19.03.2015, 11:49 Uhr

Sonnenfinsternis wird zum Vehikel für energiepolitische Botschaften

Münster - Nur noch ein Tag bis zur partiellen Sonnenfinsternis in Deutschland. Die neuesten Wetterprognosen gehen von mehr Sonne und damit einem größerem Kurz-Ausfall von solarer Stromerzeugungsleistung aus als zuvor gedacht. Derweil nutzen zahlreiche Verbände und Firmen der Energiebranche die Chance, mit dem Medienereignis Solarfinsternis ihre energiepolitischen Botschaften zu transportieren.

Die astronomische Spektakel Sonnenfinsternis hat bereits zahlreiche Schatten vorausgeworfen, bevor der Mond am Freitag (20.03.2015) gegen halb 10 Uhr tatsächlich einen Schatten auf Deutschland und Europa wirft. Grundschulen verlegen ihre großen Pausen, damit die Kinder nicht ungeschützt in die Sonne starren. Die speziellen Brillen, die dies erlauben, sind wieder einmal weitgehend vergriffen.

Wetter wird wohl besser als gedacht

Die Sonnenfinsternis ist insbesondere bei gutem, sonnigen Wetter, gerade in Deutschland aufgrund des fortgeschrittenen Ausbaus der Photovoltaik-Anlagen, eine Herausforderung für die Netzbetreiber (IWR Online berichtete). In den Medien ist u.a. vom „ultimativen Stresstest“ für die Betreiber der Stromnetze die Rede (Spiegel Online). Die Herausforderung ist stark abhängig vom Wetter. Die Hoffnungen auf einen bewölkten Himmel haben sich aber wieder etwas zerstreut. Das Online-Portal e21.info erklärte am Mittwoch, dass Wetterexperten ihre Solar-Erzeugungsprognosen für den 20. März „deutlich nach oben“ korrigiert hätten. Vereinzelt würden diese Prognosen inzwischen von einer Einspeisespitze zur Mittagszeit von mehr als 21.000 Megawatt (MW) ausgehen. Die Situation bei den Netzbetreibern ist angespannt, doch hat man sich dort offenbar gut vorbereitet: Bei TransnetBW hieß es zu Beginn der Woche, man habe in Abstimmung mit den Partnern in den Übertragungs- und Verteilnetzen alle Vorkehrungen getroffen, um die Sonnenfinsternis zu beherrschen.

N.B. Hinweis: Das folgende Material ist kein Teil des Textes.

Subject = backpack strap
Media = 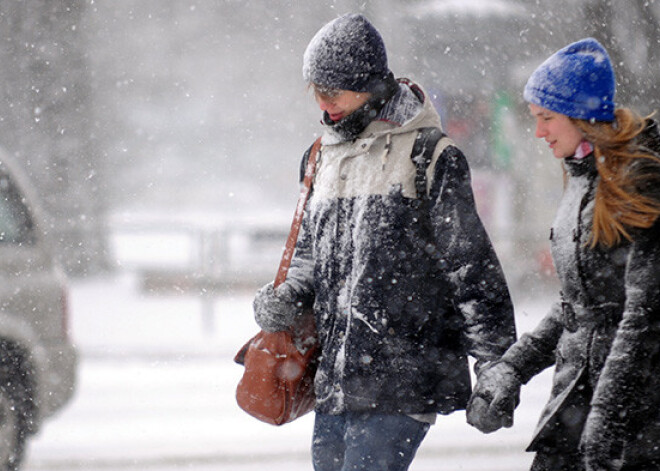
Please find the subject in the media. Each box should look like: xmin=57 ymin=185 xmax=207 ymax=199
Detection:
xmin=410 ymin=127 xmax=446 ymax=199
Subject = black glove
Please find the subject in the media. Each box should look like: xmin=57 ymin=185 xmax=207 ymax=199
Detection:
xmin=580 ymin=407 xmax=624 ymax=471
xmin=252 ymin=282 xmax=303 ymax=332
xmin=467 ymin=361 xmax=521 ymax=433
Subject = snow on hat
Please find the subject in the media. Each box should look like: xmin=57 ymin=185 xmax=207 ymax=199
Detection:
xmin=303 ymin=14 xmax=390 ymax=92
xmin=523 ymin=38 xmax=616 ymax=121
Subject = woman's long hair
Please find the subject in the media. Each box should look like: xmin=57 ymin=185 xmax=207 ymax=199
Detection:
xmin=572 ymin=108 xmax=660 ymax=248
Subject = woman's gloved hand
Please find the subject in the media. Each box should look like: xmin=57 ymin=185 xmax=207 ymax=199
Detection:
xmin=467 ymin=361 xmax=521 ymax=433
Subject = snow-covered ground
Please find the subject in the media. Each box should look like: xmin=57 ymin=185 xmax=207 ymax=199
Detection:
xmin=20 ymin=274 xmax=550 ymax=471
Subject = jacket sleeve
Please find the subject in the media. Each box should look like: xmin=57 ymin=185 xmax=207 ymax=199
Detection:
xmin=430 ymin=145 xmax=516 ymax=370
xmin=592 ymin=218 xmax=660 ymax=428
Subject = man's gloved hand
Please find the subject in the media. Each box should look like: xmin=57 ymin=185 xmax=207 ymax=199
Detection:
xmin=580 ymin=407 xmax=624 ymax=471
xmin=467 ymin=361 xmax=521 ymax=433
xmin=252 ymin=282 xmax=303 ymax=332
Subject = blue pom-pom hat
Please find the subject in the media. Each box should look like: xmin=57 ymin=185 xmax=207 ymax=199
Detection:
xmin=523 ymin=38 xmax=616 ymax=121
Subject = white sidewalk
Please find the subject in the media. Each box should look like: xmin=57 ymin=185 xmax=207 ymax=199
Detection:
xmin=25 ymin=278 xmax=550 ymax=471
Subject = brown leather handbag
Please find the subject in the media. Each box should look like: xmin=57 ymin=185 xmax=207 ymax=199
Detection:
xmin=234 ymin=138 xmax=321 ymax=425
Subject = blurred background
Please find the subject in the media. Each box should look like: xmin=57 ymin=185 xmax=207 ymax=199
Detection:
xmin=0 ymin=0 xmax=660 ymax=300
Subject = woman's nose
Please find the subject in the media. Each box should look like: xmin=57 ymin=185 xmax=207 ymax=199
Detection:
xmin=318 ymin=98 xmax=330 ymax=111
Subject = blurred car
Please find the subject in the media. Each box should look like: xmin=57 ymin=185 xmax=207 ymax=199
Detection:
xmin=0 ymin=152 xmax=77 ymax=471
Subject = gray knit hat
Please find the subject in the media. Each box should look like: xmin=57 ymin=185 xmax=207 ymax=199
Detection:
xmin=303 ymin=14 xmax=391 ymax=92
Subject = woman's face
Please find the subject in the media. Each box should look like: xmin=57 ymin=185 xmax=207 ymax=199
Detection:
xmin=314 ymin=90 xmax=371 ymax=121
xmin=529 ymin=104 xmax=584 ymax=159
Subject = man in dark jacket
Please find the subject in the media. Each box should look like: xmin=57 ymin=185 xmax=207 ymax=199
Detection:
xmin=254 ymin=15 xmax=515 ymax=471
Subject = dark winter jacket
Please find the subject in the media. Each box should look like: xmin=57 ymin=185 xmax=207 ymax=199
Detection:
xmin=287 ymin=85 xmax=515 ymax=414
xmin=503 ymin=124 xmax=660 ymax=469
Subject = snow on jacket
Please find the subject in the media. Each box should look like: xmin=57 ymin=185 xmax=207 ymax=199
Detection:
xmin=503 ymin=120 xmax=660 ymax=469
xmin=288 ymin=84 xmax=515 ymax=414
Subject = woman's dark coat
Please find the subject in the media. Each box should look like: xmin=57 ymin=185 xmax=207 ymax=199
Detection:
xmin=503 ymin=124 xmax=660 ymax=469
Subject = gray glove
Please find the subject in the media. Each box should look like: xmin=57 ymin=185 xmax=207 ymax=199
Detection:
xmin=252 ymin=282 xmax=304 ymax=332
xmin=467 ymin=361 xmax=521 ymax=433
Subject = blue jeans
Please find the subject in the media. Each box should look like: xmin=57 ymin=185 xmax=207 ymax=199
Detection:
xmin=312 ymin=413 xmax=430 ymax=471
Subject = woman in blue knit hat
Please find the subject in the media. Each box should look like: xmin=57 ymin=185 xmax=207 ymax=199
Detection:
xmin=254 ymin=14 xmax=515 ymax=471
xmin=469 ymin=38 xmax=660 ymax=471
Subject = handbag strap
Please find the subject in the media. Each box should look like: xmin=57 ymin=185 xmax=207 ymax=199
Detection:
xmin=273 ymin=137 xmax=321 ymax=288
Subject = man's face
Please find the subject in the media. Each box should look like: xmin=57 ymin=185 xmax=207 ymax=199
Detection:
xmin=314 ymin=90 xmax=371 ymax=121
xmin=529 ymin=104 xmax=584 ymax=159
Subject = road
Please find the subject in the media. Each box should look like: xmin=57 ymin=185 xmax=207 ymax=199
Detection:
xmin=24 ymin=279 xmax=550 ymax=471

BSW-Solar macht Werbung für Solarspeicher

Zahlreiche Energie-Verbände und Unternehmen der Branche haben zudem die Chance ergriffen, um vor dem Hintergrund der Sonnenfinsternis ihre Forderungen an den Strommarkt der Zukunft zu äußern. Sie heben hervor, welche Elemente des Systems für Stabilität im Ernstfall sorgen. Das übergeordnete Motto der Stunde scheint „Flexibilität statt Kapazität“ zu lauten, ein Ansatz, den auch das IWR-Institut schon seit längerem vertritt.

Der Bundesverband Solarwirtschaft (BSW-Solar) hebt u.a. auch den vermehrten Einsatz von Speicher-Systemen ab. „Wenn das Sonnenlicht für die Stromproduktion nicht ausreicht, übernimmt der Speicher die Versorgung. So steht die Solarenergie immer zur Verfügung – abends, wenn es dunkel wird, genauso wie morgens, bevor die Sonne aufgeht. Und natürlich auch während einer Sonnenfinsternis“, erläutert Carsten Körnig, Hauptgeschäftsführer des BSW-Solar.

BEE fordert Kapazitätsreserve und „marktwirtschaftliche Flexibilisierungselemente“

Der Bundesverband Bundesverband Erneuerbare Energie (BEE) sieht auch den Beitrag anderer regenerativer Energiequellen für einen Erfolg beim anstehenden Stresstest. Die partielle Sonnenfinsternis sei eine Herausforderung für das Stromnetz. „Dank innovativer Technologien und langjähriger Erfahrungen mit Schwankungen der Windstromerzeugung bei Stürmen spricht jedoch alles dafür, dass das Netz auch am Freitag stabil bleiben wird“, prognostiziert Dr. Hermann Falk, Geschäftsführer des BEE. Die Sonnenfinsternis mache deutlich, dass der Strommarkt der Zukunft bei einem steigenden Anteil schwankender erneuerbarer Energien „auch an normalen Tagen“ immer flexibler reagieren müsse. Der BEE setzt sich daher für eine Kapazitätsreserve und für marktwirtschaftliche Flexibilisierungselemente ein, die den Strommarkt absichern.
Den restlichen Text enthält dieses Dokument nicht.